Euclides van Megara

filosoof uit Oude Athene (436v Chr-365v Chr)

Euclides van Megara (Oudgrieks: Εὐκλείδης) was een Grieks socratisch filosoof die leefde rond 400 v.Chr. Hij was tevens de stichter van de School van Megara. Commentatoren en vertalers uit de middeleeuwen hebben hem dikwijls verward met Euclides van Alexandrië in de discussies over diens werk "Elementen". In de meeste moderne vertalingen van Plato's dialoog "Theaetetus", waar hij optreedt als gesprekspartner van Socrates, wordt hij ook weergegeven onder de naam "Euclides".

Euclides van Megara

Biografie

bewerken

Euclides werd geboren in Megara en werd in zijn jeugd sterk beïnvloed door de leer van Parmenides, maar werd uiteindelijk een volgeling van Socrates in Athene. Gellius (Noctes Atticae, VI, 10) verhaalt in een anekdote dat Euclides enorm gehecht was aan zijn leermeester. Tijdens een vete tussen Athene en Megara, waarbij alle Megarici verbannen werden uit de stad, waagde Euclides zich nog steeds goed vermomd in het stadscentrum, om zijn leermeester op te zoeken. Na de veroordeling en de dood van Socrates, keerde Euclides terug naar Megara, waar hij andere angstige leerlingen van Socrates asiel aanbood in zijn huis. Bij deze groep hoorde tijdelijk ook Plato die in Megara verbleef alvorens hij in de leer ging bij Theodorus de mathematicus in Cyrene. Zo werd Euclides uiteindelijk het hoofd van een eigen filosofische school, de School van Megara.

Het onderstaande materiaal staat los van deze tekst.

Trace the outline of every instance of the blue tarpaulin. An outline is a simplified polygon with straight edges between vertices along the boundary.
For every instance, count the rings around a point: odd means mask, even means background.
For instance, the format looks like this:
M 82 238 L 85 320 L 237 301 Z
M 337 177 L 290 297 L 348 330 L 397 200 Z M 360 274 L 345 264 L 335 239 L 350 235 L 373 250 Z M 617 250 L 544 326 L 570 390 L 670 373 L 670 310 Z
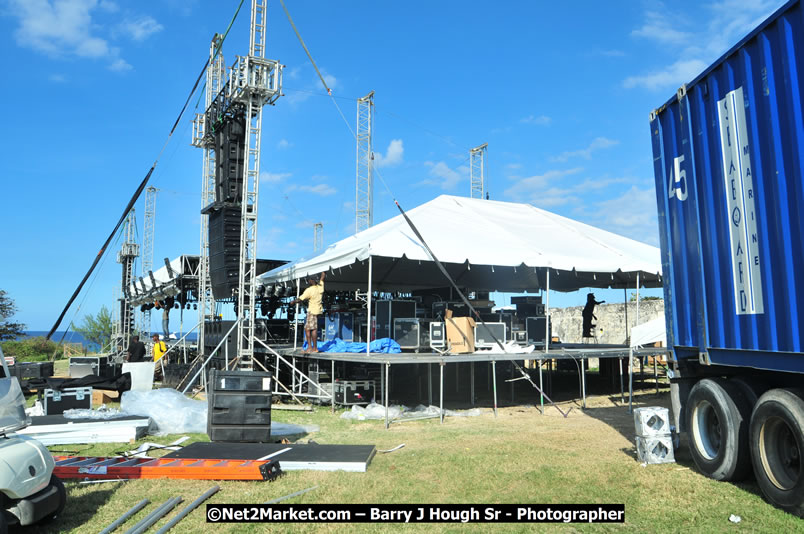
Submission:
M 305 349 L 307 348 L 307 342 L 304 342 Z M 371 346 L 369 347 L 371 352 L 380 352 L 385 354 L 399 354 L 402 352 L 402 349 L 399 346 L 399 343 L 391 339 L 390 337 L 384 337 L 380 339 L 375 339 L 371 342 Z M 366 344 L 365 343 L 357 343 L 357 342 L 350 342 L 344 341 L 342 339 L 333 339 L 332 341 L 327 342 L 318 342 L 318 351 L 319 352 L 366 352 Z

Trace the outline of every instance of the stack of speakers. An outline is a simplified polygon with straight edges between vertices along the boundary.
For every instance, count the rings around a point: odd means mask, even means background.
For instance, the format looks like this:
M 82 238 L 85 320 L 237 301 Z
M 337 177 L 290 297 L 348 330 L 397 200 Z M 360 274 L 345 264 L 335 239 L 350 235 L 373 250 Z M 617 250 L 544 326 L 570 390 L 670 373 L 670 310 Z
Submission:
M 210 371 L 207 434 L 210 441 L 268 443 L 271 373 Z
M 246 119 L 242 113 L 215 133 L 215 200 L 239 204 L 243 201 L 245 177 Z
M 242 111 L 215 131 L 215 203 L 209 214 L 209 275 L 216 300 L 232 298 L 240 276 L 246 118 Z
M 216 300 L 230 298 L 240 275 L 239 207 L 225 207 L 209 214 L 209 276 Z

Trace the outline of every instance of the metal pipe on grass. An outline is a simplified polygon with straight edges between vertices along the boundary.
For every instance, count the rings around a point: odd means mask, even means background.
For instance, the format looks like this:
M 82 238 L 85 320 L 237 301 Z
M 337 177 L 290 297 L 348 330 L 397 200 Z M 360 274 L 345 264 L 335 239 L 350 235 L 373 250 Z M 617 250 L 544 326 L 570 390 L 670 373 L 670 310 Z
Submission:
M 173 528 L 176 525 L 176 523 L 184 519 L 185 516 L 187 516 L 187 514 L 195 510 L 198 507 L 198 505 L 200 505 L 202 502 L 206 501 L 207 499 L 218 493 L 218 490 L 220 489 L 221 489 L 220 486 L 212 486 L 211 488 L 209 488 L 207 491 L 204 492 L 203 495 L 201 495 L 199 498 L 188 504 L 181 512 L 176 514 L 176 517 L 168 521 L 165 524 L 165 526 L 157 530 L 156 534 L 165 534 L 165 532 Z
M 277 499 L 270 500 L 270 501 L 266 502 L 265 504 L 276 504 L 278 502 L 286 501 L 288 499 L 292 499 L 293 497 L 298 497 L 299 495 L 303 495 L 303 494 L 307 493 L 308 491 L 313 491 L 314 489 L 317 489 L 317 488 L 318 488 L 318 486 L 313 486 L 311 488 L 296 491 L 296 492 L 291 493 L 289 495 L 285 495 L 283 497 L 279 497 Z M 159 532 L 157 532 L 157 534 L 159 534 Z
M 131 527 L 129 530 L 125 532 L 125 534 L 142 534 L 146 530 L 148 530 L 151 525 L 162 519 L 164 516 L 168 514 L 173 508 L 176 507 L 184 499 L 182 497 L 172 497 L 165 501 L 159 508 L 151 512 L 150 514 L 143 517 L 139 523 Z
M 115 519 L 111 525 L 101 530 L 100 534 L 109 534 L 110 532 L 114 532 L 117 527 L 128 521 L 129 517 L 145 508 L 145 506 L 147 506 L 148 503 L 150 502 L 151 501 L 149 501 L 148 499 L 141 500 L 140 502 L 129 508 L 128 512 L 124 513 L 123 515 Z

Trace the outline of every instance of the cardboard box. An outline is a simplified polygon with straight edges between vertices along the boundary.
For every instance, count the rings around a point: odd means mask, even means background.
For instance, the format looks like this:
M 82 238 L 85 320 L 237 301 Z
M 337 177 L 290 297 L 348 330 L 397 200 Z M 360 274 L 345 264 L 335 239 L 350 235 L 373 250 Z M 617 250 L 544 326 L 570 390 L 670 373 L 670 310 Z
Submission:
M 120 394 L 116 391 L 92 390 L 92 406 L 100 406 L 109 402 L 120 402 Z
M 475 320 L 471 317 L 450 317 L 447 313 L 447 342 L 450 352 L 466 354 L 475 351 Z

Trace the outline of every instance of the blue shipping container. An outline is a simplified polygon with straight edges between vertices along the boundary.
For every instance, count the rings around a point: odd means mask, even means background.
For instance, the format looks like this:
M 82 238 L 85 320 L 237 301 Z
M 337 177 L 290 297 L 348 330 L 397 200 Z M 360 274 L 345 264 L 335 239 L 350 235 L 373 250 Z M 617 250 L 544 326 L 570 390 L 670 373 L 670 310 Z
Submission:
M 676 358 L 804 372 L 802 88 L 797 0 L 651 114 Z

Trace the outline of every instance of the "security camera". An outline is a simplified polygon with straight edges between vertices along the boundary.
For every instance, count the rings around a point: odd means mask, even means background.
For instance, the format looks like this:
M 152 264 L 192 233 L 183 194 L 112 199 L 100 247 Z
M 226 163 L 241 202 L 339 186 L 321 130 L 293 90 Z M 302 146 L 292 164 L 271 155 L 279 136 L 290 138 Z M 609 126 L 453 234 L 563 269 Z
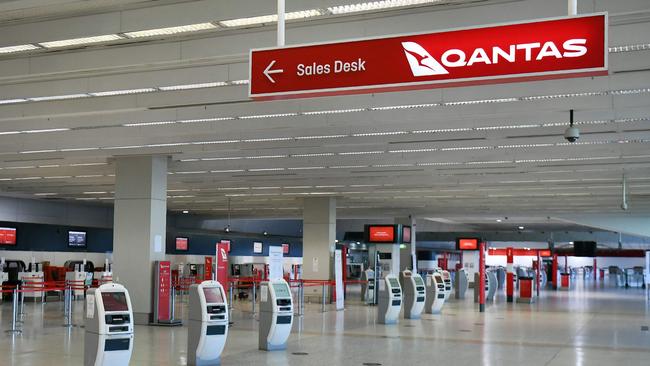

Hij had 3 belangrijke leerlingen, met name Eubulides van Milete, Ichtyas, de tweede leider van de Megarische School en Thrasymachos van Corinthe. Deze laatste was de mentor van Stilpo die op zijn beurt de leermeester was van Zeno van Citium, de stichter van de Stoa.

Hoewel geen van zijn werk bewaard bleef, wordt hij vaak geciteerd en besproken in diverse oude teksten.

Filosofie

bewerken

De filosofie van Euclides was een synthese van Eleatische en Socratische ideeën. Hij bouwde verder op Socrates' gedachte dat deugd gelijk is aan kennis. Net als Parmenides geloofde de Megarici in de absolute eenheid van het zijn. Alle vorm van veelheid en beweging worden ontkend, alsook de betrouwbaarheid van het sensitieve. Hij identificeerde het Eleatische idee van "Het Ene" met de Socratische idee van "De vorm van het goede", die hij "Rede", "God", "Geest", "Wijsheid", enz. noemde. Dit was volgens hem eeuwig en onveranderlijk en daarmee de ware essentie van het Zijn. Kennis als deugd wordt zo door Euclides gelijkgesteld aan kennis van het Ene, kennis van het Zijn. Zo stelde Euclides: "Het Goede is Eén, maar we kunnen het met verschillende namen benoemen, soms als wijsheid, soms als God, soms als Rede" en "Het tegengestelde van het Goede bestaat niet".

Hoewel de doctrines contradictorisch lijken ten aanzien van de empirische realiteit, argumenteerde hij dat, aangezien niet-zijn niet kan bestaan zonder een soort van zijn te worden en aangezien de essentie van het Zijn het Goede is, het tegengestelde van het Goede niet kan bestaan. De erfgenamen van zijn leer, de Stoïcijnse logici, stichtten de meest belangrijke logische school in de oudheid, naast de Peripatetische School van Aristoteles.